You’ve probably noticed that instream video advertising is quite different from display advertising—first and foremost, there’s another factor in involved in execution: the player. Instead of being sent from the page, the ad call goes through a video player.
There’s a wide variety of players out there, both third-party and home-built, so a standard needed to be developed to ensure that video ad servers could communicate with the majority of players. Before the introduction of the Video Ad Serving Template (VAST) by the IAB, advertisers had to code their creative to the specifications of each third-party and proprietary video player they wanted to work with.
Like the third-party display ad-serving template, VAST is an XML schema that serves as a communication layer between third-party ad servers and video players. As long as both the player and the ad server (as well as any third-party tech involved) understand VAST, a video ad can be served and will play alongside any video content.
VAST does not play the creative itself or determine how it fits into the user’s experience; those are still the player’s responsibilities. VAST does provide a tool to request a video, in which the player ultimately controls how the ad displays. It tells the video player the video exists and where it’s hosted, as well as relevant metadata like length, bitrate, file format and dimensions.
The standard can also communicate tracking information about click-throughs, the length the video is played, a tracking pixel, data about companion ads (meant to load in or near the player at the same time as the video ad itself), and more.
The majority of players and ad servers in the industry are compatible with at least VAST 2.0. VAST 3.0 was released in 2012 and is backwards compatible with parties using 2.0. The biggest development with VAST 3.0 is the player’s ability to communicate to the server which formats it will and won’t accept before a unit comes its way. These include linear ads, non-linear ads, skippable linear ads, linear ads with companions and ad pods (groups of video ads like TV commercial breaks).
“With VAST 3.0, the guesswork of which VAST ad format a player supports is eliminated,” the IAB commented on release.
However, many industry players did not find VAST 3.0 worthwhile to go through the hassle of upgrading, so they stuck with VAST 2.0. The latest update is a true game-changer that recognizes the increasingly diverse stable of video platforms.
Officially released in January 2016, VAST 4.0 offers support for
• Ad stitching or server-side insertion. Most desktop digital ads are served from the client side to enable advertiser tracking and measurement capabilities. But video content providers worry about low-resolution creative and latency in delivery, especially when it comes to displaying on large screens and live streaming.
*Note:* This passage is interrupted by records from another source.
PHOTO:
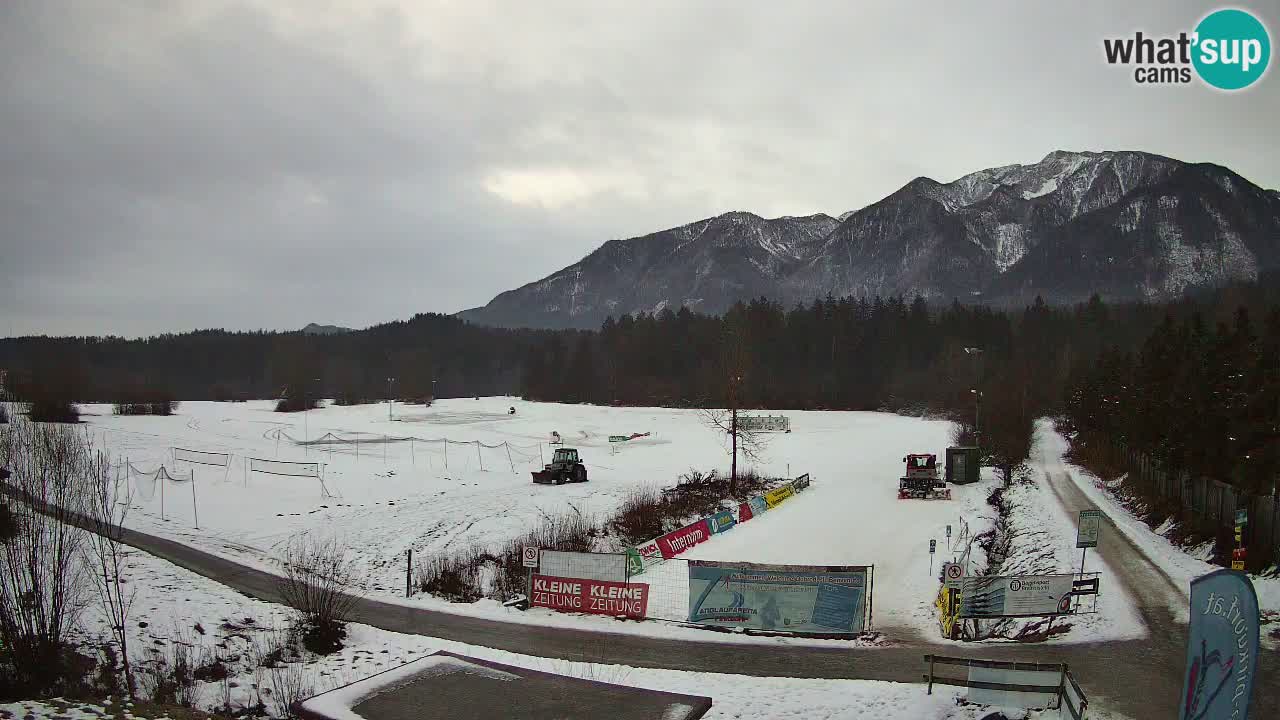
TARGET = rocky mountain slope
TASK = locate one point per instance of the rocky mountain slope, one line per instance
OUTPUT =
(1123, 224)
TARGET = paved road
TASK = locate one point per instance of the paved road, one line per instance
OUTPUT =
(1137, 678)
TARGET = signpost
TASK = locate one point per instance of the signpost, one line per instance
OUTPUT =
(951, 574)
(530, 560)
(1238, 552)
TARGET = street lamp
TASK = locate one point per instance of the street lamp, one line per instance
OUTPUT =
(977, 415)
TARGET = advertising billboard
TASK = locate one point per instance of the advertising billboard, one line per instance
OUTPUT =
(792, 598)
(1015, 596)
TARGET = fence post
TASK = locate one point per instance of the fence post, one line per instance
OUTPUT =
(195, 511)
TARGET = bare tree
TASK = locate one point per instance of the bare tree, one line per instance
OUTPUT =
(746, 441)
(319, 579)
(42, 588)
(106, 506)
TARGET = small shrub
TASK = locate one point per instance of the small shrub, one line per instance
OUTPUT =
(318, 583)
(453, 577)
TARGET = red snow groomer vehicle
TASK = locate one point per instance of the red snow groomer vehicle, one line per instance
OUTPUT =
(922, 479)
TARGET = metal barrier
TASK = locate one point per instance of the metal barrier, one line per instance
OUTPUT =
(1029, 686)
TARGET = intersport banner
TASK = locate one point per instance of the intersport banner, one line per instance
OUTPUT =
(679, 541)
(1221, 648)
(598, 597)
(792, 598)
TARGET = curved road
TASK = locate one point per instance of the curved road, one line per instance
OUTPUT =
(1136, 678)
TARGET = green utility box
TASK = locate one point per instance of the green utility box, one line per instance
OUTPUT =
(963, 465)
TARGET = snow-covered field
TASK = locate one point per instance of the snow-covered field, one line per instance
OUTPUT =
(173, 605)
(1180, 565)
(432, 496)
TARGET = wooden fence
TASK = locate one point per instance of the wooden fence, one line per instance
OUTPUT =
(1211, 502)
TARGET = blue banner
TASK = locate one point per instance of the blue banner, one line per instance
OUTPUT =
(790, 598)
(1223, 647)
(721, 522)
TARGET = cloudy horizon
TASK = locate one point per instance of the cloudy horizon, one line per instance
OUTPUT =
(255, 164)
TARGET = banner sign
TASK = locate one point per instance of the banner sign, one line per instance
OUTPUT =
(777, 496)
(644, 555)
(792, 598)
(598, 597)
(1015, 596)
(949, 610)
(766, 423)
(679, 541)
(584, 565)
(721, 522)
(1221, 648)
(1089, 528)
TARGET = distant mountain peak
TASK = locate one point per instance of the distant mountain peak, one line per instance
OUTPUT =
(312, 328)
(1125, 224)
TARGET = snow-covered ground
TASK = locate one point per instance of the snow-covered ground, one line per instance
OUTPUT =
(1043, 541)
(177, 606)
(433, 496)
(1176, 563)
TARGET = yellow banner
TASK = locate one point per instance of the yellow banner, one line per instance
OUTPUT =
(949, 611)
(775, 497)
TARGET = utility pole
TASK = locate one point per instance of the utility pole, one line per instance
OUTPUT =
(977, 419)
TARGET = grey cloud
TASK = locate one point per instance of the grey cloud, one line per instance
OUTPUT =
(269, 164)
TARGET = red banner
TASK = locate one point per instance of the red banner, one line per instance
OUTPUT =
(599, 597)
(679, 541)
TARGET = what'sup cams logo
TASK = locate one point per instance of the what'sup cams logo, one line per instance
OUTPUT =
(1229, 50)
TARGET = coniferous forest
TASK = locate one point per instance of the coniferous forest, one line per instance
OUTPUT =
(1193, 383)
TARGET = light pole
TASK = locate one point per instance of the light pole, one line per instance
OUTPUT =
(977, 418)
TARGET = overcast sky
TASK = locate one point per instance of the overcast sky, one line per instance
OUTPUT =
(173, 165)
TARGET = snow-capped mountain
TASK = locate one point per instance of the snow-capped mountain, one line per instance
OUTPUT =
(1123, 224)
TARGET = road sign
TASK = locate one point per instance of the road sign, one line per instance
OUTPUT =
(1089, 528)
(951, 574)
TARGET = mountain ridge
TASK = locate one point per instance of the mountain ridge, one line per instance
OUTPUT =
(1125, 224)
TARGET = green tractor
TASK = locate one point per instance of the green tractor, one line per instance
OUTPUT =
(565, 468)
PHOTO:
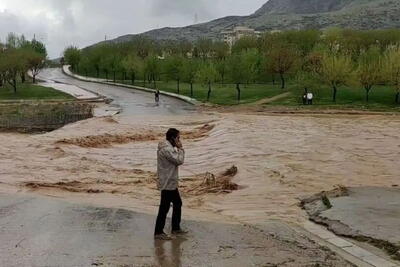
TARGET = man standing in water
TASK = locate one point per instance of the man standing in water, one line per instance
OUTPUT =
(157, 97)
(170, 156)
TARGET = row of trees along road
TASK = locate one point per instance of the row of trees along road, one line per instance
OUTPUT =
(337, 58)
(17, 57)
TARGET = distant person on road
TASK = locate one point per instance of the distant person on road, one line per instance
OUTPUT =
(305, 99)
(310, 97)
(170, 156)
(157, 97)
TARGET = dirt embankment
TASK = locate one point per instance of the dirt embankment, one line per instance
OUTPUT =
(318, 204)
(127, 181)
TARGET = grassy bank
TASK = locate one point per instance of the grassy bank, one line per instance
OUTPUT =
(29, 91)
(224, 94)
(381, 98)
(32, 116)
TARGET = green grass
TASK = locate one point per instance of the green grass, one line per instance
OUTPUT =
(223, 94)
(29, 91)
(381, 98)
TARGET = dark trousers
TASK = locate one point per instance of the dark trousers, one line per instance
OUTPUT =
(168, 197)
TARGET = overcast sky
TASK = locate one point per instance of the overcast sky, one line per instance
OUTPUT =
(59, 23)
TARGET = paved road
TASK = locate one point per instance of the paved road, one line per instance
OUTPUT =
(44, 231)
(131, 101)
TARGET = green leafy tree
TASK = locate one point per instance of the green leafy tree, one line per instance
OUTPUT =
(13, 62)
(72, 56)
(207, 75)
(238, 72)
(391, 70)
(369, 70)
(189, 71)
(131, 64)
(152, 68)
(336, 70)
(36, 62)
(173, 69)
(283, 59)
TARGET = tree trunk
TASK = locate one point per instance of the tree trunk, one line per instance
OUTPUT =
(133, 78)
(209, 91)
(238, 91)
(282, 80)
(15, 85)
(367, 90)
(334, 93)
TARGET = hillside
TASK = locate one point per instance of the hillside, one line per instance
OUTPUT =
(293, 14)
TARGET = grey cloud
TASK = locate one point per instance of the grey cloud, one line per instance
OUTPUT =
(183, 7)
(60, 23)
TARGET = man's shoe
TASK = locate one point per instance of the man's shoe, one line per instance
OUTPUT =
(163, 236)
(179, 232)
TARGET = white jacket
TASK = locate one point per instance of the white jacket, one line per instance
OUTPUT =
(168, 160)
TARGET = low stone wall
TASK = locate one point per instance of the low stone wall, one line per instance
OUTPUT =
(42, 116)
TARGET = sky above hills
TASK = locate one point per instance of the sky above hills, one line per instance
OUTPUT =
(59, 23)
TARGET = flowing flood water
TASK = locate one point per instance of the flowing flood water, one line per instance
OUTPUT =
(279, 158)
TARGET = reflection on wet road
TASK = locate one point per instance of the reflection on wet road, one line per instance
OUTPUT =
(42, 231)
(132, 102)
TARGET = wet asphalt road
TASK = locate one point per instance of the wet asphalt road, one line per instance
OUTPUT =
(44, 231)
(132, 102)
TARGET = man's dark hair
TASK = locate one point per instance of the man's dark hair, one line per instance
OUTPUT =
(172, 134)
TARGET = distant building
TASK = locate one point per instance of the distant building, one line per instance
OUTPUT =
(231, 37)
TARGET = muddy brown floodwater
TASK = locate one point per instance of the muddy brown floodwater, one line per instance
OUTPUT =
(279, 159)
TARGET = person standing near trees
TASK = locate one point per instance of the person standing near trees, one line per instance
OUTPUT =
(157, 97)
(310, 97)
(170, 156)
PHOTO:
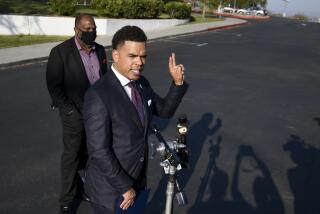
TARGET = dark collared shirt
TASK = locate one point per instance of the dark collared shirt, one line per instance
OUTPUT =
(90, 62)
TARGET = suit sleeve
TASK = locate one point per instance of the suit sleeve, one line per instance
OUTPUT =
(55, 80)
(99, 142)
(166, 107)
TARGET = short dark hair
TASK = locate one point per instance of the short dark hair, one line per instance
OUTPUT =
(79, 17)
(128, 33)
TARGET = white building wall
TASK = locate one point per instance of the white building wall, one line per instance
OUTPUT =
(63, 26)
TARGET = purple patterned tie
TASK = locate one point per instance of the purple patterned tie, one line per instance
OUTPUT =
(137, 101)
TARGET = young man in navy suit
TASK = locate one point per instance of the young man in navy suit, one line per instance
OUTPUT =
(117, 116)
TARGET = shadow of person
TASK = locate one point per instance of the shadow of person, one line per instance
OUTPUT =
(304, 178)
(317, 119)
(197, 135)
(218, 184)
(266, 195)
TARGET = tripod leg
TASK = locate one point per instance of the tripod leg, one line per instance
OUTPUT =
(169, 193)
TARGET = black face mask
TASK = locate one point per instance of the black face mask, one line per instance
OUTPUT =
(88, 37)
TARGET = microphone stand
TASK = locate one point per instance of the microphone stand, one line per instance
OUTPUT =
(171, 165)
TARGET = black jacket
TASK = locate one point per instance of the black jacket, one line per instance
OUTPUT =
(67, 81)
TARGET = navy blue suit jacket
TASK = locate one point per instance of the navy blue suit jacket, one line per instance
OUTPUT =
(116, 139)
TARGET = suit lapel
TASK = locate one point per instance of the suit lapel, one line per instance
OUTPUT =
(145, 107)
(81, 71)
(102, 60)
(132, 112)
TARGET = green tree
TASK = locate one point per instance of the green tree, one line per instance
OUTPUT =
(63, 7)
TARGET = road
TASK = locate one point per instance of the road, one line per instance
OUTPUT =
(254, 111)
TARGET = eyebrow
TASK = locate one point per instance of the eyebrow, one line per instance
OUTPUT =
(136, 55)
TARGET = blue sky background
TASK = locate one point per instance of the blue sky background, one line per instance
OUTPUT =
(309, 8)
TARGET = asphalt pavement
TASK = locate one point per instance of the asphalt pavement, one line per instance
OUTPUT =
(27, 54)
(254, 111)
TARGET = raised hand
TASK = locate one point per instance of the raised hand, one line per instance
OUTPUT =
(176, 71)
(128, 199)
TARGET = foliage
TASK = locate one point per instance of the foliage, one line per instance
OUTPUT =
(63, 7)
(239, 3)
(23, 7)
(19, 40)
(166, 1)
(129, 8)
(301, 17)
(178, 10)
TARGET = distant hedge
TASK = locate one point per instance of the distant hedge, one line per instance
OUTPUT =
(132, 9)
(178, 10)
(63, 7)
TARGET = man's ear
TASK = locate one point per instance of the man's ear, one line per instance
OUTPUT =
(115, 55)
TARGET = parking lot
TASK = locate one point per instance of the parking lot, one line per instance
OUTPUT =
(254, 116)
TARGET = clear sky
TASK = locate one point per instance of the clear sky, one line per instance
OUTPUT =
(309, 8)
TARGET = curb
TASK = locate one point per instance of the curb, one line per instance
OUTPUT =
(243, 16)
(43, 59)
(228, 26)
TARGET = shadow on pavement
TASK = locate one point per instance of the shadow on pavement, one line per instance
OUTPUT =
(248, 165)
(304, 178)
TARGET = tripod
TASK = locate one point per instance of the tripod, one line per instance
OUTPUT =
(171, 164)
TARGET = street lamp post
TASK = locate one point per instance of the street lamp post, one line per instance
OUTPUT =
(285, 8)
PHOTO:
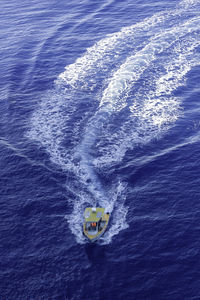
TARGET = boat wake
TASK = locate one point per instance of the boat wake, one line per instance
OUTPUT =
(119, 94)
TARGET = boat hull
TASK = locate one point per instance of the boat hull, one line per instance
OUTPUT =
(95, 236)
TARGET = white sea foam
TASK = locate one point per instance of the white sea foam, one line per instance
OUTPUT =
(141, 66)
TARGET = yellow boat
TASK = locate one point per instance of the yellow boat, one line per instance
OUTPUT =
(95, 222)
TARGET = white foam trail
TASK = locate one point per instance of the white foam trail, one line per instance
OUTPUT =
(124, 62)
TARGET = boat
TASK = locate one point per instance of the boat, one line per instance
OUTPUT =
(95, 222)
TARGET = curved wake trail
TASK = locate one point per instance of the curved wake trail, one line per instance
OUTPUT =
(86, 130)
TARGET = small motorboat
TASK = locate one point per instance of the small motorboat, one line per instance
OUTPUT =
(95, 222)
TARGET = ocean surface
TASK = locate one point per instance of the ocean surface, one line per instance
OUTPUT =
(100, 105)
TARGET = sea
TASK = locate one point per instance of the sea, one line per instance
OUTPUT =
(100, 106)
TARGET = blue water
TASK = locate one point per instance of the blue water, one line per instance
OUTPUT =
(100, 106)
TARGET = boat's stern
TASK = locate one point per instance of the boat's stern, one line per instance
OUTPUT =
(95, 222)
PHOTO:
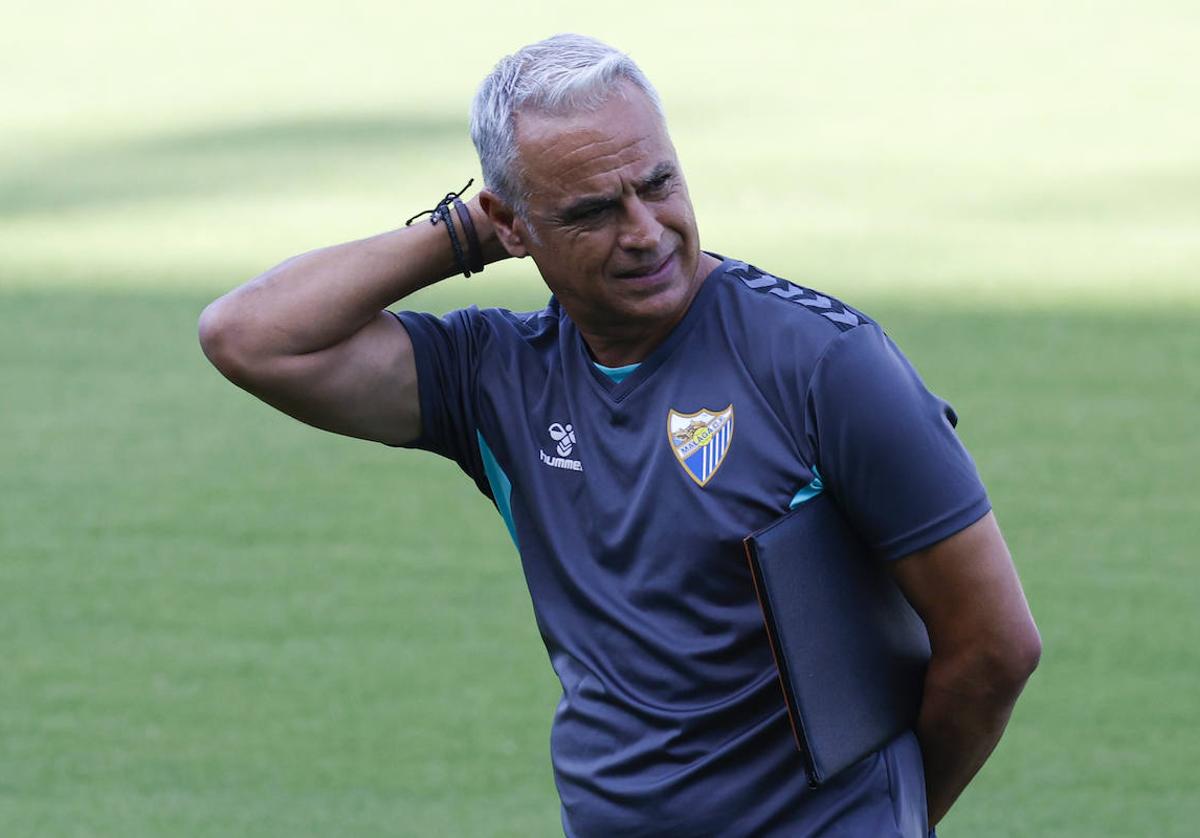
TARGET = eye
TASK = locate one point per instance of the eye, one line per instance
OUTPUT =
(657, 187)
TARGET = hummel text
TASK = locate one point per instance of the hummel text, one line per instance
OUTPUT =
(561, 462)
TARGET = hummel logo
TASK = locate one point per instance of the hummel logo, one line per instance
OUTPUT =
(564, 437)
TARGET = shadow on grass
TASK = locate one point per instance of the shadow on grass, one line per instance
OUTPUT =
(157, 521)
(220, 161)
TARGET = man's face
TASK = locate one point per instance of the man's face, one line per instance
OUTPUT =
(612, 227)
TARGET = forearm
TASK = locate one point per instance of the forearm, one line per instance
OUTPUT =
(963, 716)
(321, 298)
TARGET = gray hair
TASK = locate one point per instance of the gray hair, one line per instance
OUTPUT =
(561, 75)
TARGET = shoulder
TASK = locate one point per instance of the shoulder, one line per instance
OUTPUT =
(474, 329)
(783, 323)
(790, 304)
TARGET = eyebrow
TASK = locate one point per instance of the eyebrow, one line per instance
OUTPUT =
(583, 205)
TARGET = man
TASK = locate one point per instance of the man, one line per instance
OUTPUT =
(666, 402)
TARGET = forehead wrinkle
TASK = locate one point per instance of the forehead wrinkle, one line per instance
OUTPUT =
(601, 162)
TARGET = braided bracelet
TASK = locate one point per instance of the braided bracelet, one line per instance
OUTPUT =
(472, 261)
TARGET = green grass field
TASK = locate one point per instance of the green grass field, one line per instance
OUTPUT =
(220, 622)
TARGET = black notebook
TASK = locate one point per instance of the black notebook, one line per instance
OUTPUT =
(851, 652)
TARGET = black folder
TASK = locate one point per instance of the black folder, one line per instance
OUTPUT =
(850, 648)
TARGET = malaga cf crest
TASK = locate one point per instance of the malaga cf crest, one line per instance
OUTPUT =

Server-side insertion or stitching ads to content reduces latency, ensures proper creative are always loaded, and (currently) gets around ad blockers.
• Separating video files from interactive APIs to ensure ads can be played on systems and platforms that may not be able to read the interactive components (e.g., Connected TV and OTT).
• Three simultaneous streams: low-quality, medium-quality, and high quality. These are selected by the ad server based on screen resolution, connection strength, and other factors. In addition, VAST 4.0 supports extreme high-quality “mezzanine” files that can be transcoded or used for stitching.
• Verification and viewability measurement, which previously required the Video Player Ad-Serving Interface Definition (VPAID).
• A standardized timestamp macro.
Companies can upgrade directly from VAST 2.0 to 4.0, and the latest version is still backwards compatible with 2.0 and 3.0. Adoption has been slow, but is expected to take off in 2017 and be installed on a wide set of systems by the end of the year.